= Stanley Boulter =

British lawyer and businessman (1852–1917)

Stanley Carr Boulter (29 May 1852 – 5 January 1917) was a British lawyer and businessman, who established The Law Debenture Corporation. In 1902, he married Helen Carte, widow of Richard D'Oyly Carte, and he assisted in the financing of the Savoy hotel group.

==Education and career==
Boulter was educated at Clare College, Cambridge before being called to the Bar in 1879. During his legal career, he was at one point editor of the Law Reports in The Times. As a barrister he concentrated on commercial and financial civil cases. Such criminal cases as he took were generally concerned with fraud and breaches of bankruptcy laws. From 1885 onwards he was sufficiently eminent to appear before the Court of Appeal.

In 1889, Boulter turned his energies to finance. He was one of the founders of the Law Debenture Corporation, of which he remained the chairman until his death. He was also chairman of the Imperial Colonial Finance and Agency Corporation, and the New Investment Company. The Times called him "one of the leading representatives of the great Trust Companies.... Nobody was better than Mr. Boulter at handling a difficult meeting of shareholders ... and restoring confidence."

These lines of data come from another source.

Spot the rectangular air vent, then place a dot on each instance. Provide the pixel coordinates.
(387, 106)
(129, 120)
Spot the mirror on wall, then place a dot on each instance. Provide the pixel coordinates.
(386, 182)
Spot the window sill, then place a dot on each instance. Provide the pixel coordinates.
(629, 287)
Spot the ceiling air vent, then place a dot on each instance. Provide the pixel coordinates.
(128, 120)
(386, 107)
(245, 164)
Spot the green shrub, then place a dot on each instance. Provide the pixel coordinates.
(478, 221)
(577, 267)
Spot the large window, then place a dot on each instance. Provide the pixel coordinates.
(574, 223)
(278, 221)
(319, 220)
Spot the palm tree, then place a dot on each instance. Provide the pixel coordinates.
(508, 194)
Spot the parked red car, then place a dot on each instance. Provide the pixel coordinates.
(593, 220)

In politics, Boulter began as a Liberal, but disagreed with his party leader, W. E. Gladstone, over Irish home rule. Boulter stood unsuccessfully as a "Liberal Unionist" in the general election of 1886, and his political views came to be aligned with those of the Conservative party, particularly on any matters affecting the integrity of the British Empire. In social politics he remained more liberal, advocating public assistance for working men to buy homes. In his later years, he was a Justice of the Peace for Surrey.

==Family==
The son of John Boulter of Frimley, Surrey, Boulter first married Edith née Anderson. There were three sons and four daughters of the marriage. Edith died in 1896. In 1902, he married Helen Carte. Her first husband, Richard D'Oyly Carte, had built and operated both the Savoy Theatre and Savoy Hotel. Boulter used the Law Debenture Corporation to assist in raising funds for expansion of the hotel and was appointed vice-chairman of the Savoy hotel group. After his wife's death in 1913, he continued as vice-chairman and assisted the new chairman, her stepson Rupert D'Oyly Carte, with matters related to the D'Oyly Carte businesses.

Boulter died in London in 1917 at the age of 64.